29 Temmuz 2019 tarihinde yayınlanmıştır.
Osmanlı Devletinin işleyişini hiç bilmeyen bir takım câhiller, pâdişahların ülkeyi canlarının istediği gibi idâre ettiğini ve her işin pâdişahın iki dudağı arasında olduğunu iddiâ ederler. Halbuki hakîkat bunun tam aksinedir. Pâdişahlar hiç bir devirde keyfî olarak hareket etmemişdir daha doğrusu edememişdir zîrâ Osmanlı Devletinde pâdişahları da kısıtlayan kânûnlar ve töreler vardır. Zâten devletin bu kadar uzun ömürlü olmasının sebebi de bu kânûnlar ve törelerdir. Elbette altı yüzyıl ayakda kalan ve uçsuz bucaksız bir coğrafyada hükümrân olan böyle büyük bir devletin târihinde yer yer, zaman zaman bir takım kânûnsuzluklar ve yanlışlıklar da olmuşdur. Bu da gâyet tabiidir ve bu yanlış işler yukarıdaki umûmî hükmü ibtâl etmez, istisnâ sayılır.
Hiç şübhesiz Osmanlı Devletinin en kudretli hükümdârı olan Kânûnî Sultân Süleymân Hân'a, Kânûnî ünvânı da zâten bu yüzden verilmişdir. Sultan Süleymân Hân, uzun saltanat döneminde her türlü işinde kânûnlara, nizâmlara ve şerî'atın ahkâmına son derece riâyetkâr olmuş ve bütün işlerini hep fetvâ makâmından aldığı fetvâlara ve büyük hukukçuların vaz' ettiği kânûnlara dayandırmışdır. Pâdişâh, aldığı fetvâların çoğunu da uzun müddet şeyhülislamlığını yapan Ebussuûd Efendi'den almışdır. Ebussuûd Efendi Osmanlı Devletinin en meşhûr şeyhülislâmı olup, âlimler ve şeyhülislamlar arasındaki yüksek mertebesine işâret olarak "Müftîi'l-Enâm", "Sultânü’l-Müfessirîn, "Mu'allim-i Sânî", "Allâme-i Küll", "Ebû Hanîfe-i Sânî" gibi lakablarla anılmışdır. Pâdişâh ona o derece hürmet göstermişdir ki, bir mektubunda kendisine "Halde haldaşım, sinde sindaşım, âhiret karındaşım, tarîk-i hakda yoldaşım Molla Ebussuûd Efendi Hazretleri" diye hitâb etmişdir. Pâdişâhın ona olan hürmetine bir diğer delîl de, kendi adıyla anılan muhteşem Süleymaniye Camii ve Külliyesinin temelini teberrüken ona attırmasıdır. İşte bu büyük âlim ve hukuk adamı, Kânûnî devrinde yirmi yıldan ziyâde şeyhülislamlık yapmış ve verdiği fetvâlarla ve şerî'at-ı garra-yı Ahmediyye'ye göre vaz' ettiği hüküm ve tanzîm ettiği kânunlarla pâdişâhın ve devlet erkânının alacağı kararların dolayısıyla devletin topyekün işleyişinin şerî'ata uygun olmasını temin etmişdir. Ebussuûd Efendi'nin Kânûnî Sultân Süleymân Hân'a verdiği fetvâlar, Ma'rûzât adı altında bir araya getirilmiş ve pâdişahın da irâdesi alındığı için bütün mahkemeleri ve kadıları bağlayan hükümler hâline gelmiş ve uzun yıllar yürürlükde kalmışdır.

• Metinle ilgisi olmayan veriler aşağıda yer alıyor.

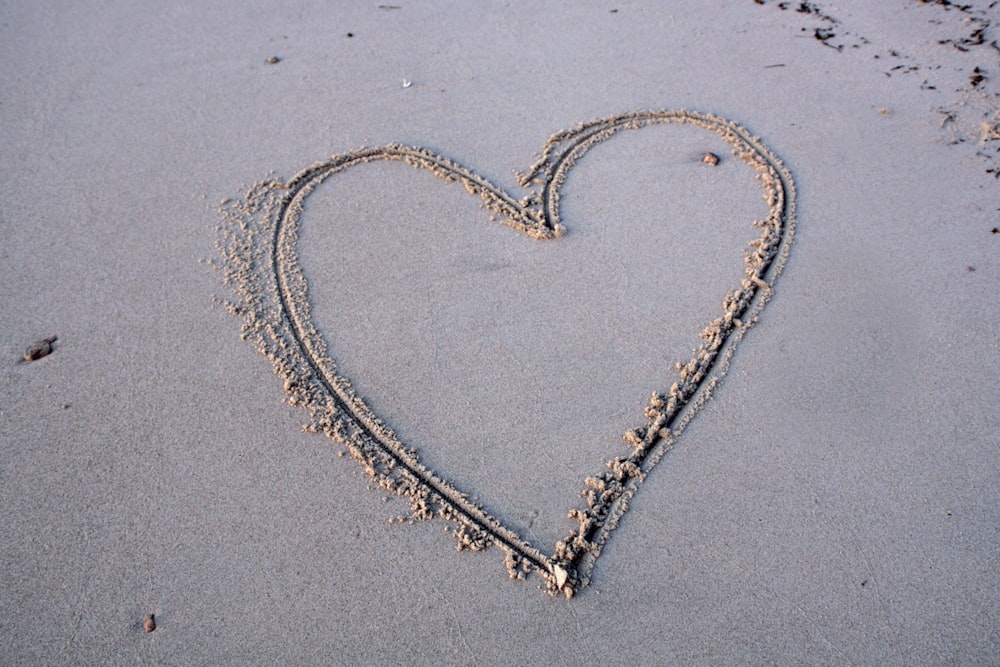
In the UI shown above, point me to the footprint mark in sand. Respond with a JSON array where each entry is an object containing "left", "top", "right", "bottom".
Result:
[{"left": 218, "top": 111, "right": 795, "bottom": 597}]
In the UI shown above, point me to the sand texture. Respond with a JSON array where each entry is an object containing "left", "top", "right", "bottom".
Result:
[{"left": 0, "top": 0, "right": 1000, "bottom": 665}]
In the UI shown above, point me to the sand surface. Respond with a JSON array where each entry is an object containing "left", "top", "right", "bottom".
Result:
[{"left": 0, "top": 0, "right": 1000, "bottom": 665}]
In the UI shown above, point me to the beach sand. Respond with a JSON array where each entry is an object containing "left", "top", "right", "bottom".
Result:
[{"left": 0, "top": 0, "right": 1000, "bottom": 664}]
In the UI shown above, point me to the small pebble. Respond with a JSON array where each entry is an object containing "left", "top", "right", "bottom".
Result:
[{"left": 24, "top": 336, "right": 59, "bottom": 361}]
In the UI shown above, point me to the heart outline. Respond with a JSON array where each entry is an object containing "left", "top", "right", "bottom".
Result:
[{"left": 217, "top": 110, "right": 795, "bottom": 597}]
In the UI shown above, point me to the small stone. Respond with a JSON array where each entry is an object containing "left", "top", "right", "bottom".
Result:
[{"left": 24, "top": 336, "right": 59, "bottom": 361}]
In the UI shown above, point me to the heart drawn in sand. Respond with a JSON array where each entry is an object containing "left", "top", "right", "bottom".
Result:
[{"left": 218, "top": 111, "right": 795, "bottom": 597}]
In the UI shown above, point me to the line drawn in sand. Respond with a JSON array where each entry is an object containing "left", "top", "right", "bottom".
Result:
[{"left": 217, "top": 110, "right": 795, "bottom": 598}]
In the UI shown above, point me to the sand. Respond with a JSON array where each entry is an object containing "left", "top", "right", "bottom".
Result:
[{"left": 0, "top": 0, "right": 1000, "bottom": 664}]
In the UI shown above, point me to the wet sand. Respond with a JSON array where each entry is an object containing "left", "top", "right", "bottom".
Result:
[{"left": 0, "top": 0, "right": 1000, "bottom": 664}]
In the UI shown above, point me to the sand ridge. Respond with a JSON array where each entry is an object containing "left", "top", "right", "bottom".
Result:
[{"left": 217, "top": 111, "right": 795, "bottom": 597}]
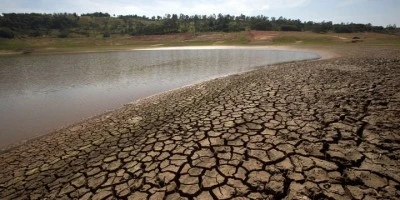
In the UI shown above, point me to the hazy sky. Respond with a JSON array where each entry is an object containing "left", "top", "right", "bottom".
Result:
[{"left": 0, "top": 0, "right": 400, "bottom": 26}]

Yukarıdaki minyatürde, Kânûnî Sultan Süleymân Hân'ın cenâze merâsimi resmedilmişdir. Resimde, tabutun önünde yürüyenlerden biri de Şeyhülislâm Ebussuûd Efendi'dir ve bunda da şaşılacak bir taraf yokdur. Fakat onun da önünde yürüyen birisinin başı üstünde bir sandık taşıdığını görürüz ki bu şaşılacak bir şeydir. Acabâ bu sandıkda ne vardır? İşte Kânûnî Sultan Süleymân Hân'ın ibretlik vasiyeti bu sandığın içinde gizlidir. Pâdişâh, yıllar boyu Ebussuûd Efendi'den istediği fetvâların bir sûretini saklamış ve öldüğünde mezarına bunlarla berâber defnedilmeyi vasiyet etmişdir. Ne kadar mânidâr değil mi?

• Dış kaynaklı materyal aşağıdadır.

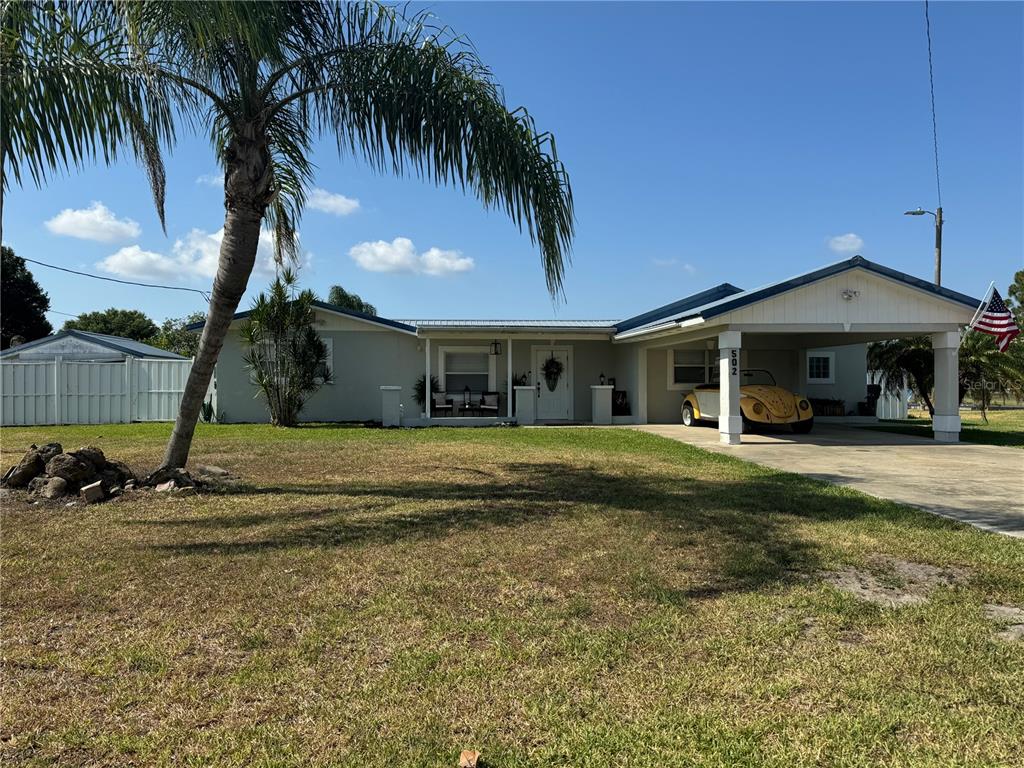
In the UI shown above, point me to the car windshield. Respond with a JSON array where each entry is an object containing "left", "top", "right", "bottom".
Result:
[{"left": 712, "top": 368, "right": 775, "bottom": 387}]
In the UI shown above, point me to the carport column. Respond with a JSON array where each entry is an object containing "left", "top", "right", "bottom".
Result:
[
  {"left": 423, "top": 338, "right": 434, "bottom": 421},
  {"left": 718, "top": 331, "right": 743, "bottom": 445},
  {"left": 932, "top": 331, "right": 959, "bottom": 442}
]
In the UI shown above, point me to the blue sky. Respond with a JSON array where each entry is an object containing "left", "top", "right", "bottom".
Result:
[{"left": 4, "top": 2, "right": 1024, "bottom": 327}]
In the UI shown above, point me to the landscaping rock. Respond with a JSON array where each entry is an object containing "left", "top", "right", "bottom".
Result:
[
  {"left": 4, "top": 449, "right": 46, "bottom": 488},
  {"left": 143, "top": 467, "right": 196, "bottom": 490},
  {"left": 38, "top": 477, "right": 68, "bottom": 499},
  {"left": 99, "top": 461, "right": 135, "bottom": 492},
  {"left": 69, "top": 445, "right": 106, "bottom": 472},
  {"left": 79, "top": 480, "right": 103, "bottom": 504},
  {"left": 32, "top": 442, "right": 63, "bottom": 464},
  {"left": 46, "top": 454, "right": 96, "bottom": 488},
  {"left": 196, "top": 464, "right": 231, "bottom": 477}
]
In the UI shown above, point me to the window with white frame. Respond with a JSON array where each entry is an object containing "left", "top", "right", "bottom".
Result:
[
  {"left": 321, "top": 336, "right": 334, "bottom": 384},
  {"left": 668, "top": 349, "right": 716, "bottom": 389},
  {"left": 440, "top": 347, "right": 495, "bottom": 395},
  {"left": 807, "top": 349, "right": 836, "bottom": 384}
]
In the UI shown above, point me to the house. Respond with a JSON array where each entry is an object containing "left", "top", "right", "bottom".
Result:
[
  {"left": 0, "top": 331, "right": 187, "bottom": 362},
  {"left": 197, "top": 256, "right": 979, "bottom": 442}
]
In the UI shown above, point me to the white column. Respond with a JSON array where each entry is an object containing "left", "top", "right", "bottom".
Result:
[
  {"left": 423, "top": 338, "right": 434, "bottom": 419},
  {"left": 53, "top": 354, "right": 65, "bottom": 424},
  {"left": 505, "top": 336, "right": 515, "bottom": 419},
  {"left": 932, "top": 331, "right": 961, "bottom": 442},
  {"left": 718, "top": 331, "right": 743, "bottom": 445},
  {"left": 633, "top": 347, "right": 647, "bottom": 424}
]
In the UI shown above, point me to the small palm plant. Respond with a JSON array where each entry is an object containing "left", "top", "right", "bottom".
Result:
[{"left": 242, "top": 269, "right": 331, "bottom": 427}]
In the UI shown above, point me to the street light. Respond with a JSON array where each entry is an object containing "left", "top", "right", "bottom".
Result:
[{"left": 903, "top": 206, "right": 942, "bottom": 286}]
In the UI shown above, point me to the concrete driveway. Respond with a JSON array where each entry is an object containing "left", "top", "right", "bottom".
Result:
[{"left": 636, "top": 424, "right": 1024, "bottom": 538}]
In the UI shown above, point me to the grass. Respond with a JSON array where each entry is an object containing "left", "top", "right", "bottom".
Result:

Yazımızı meşhûr şâir Hayâlî'nin, Kânunî Sultân Süleymân Hân'ın dillere destân olan adâleti hakkında söylediği bir sözle bitirelim.
'Adlin eyyâmında ger ey şîr dil kalsa yetîm
Emzirir etfâlini mişin peleng-i kûhsâr
Şâir bu beytinde Kânûnî'ye hitâben, "Senin âdîlâne hükümdârlığın zamânında bir kuzu yetîm kalsa, onu dağdaki kaplan emzirir" diyor.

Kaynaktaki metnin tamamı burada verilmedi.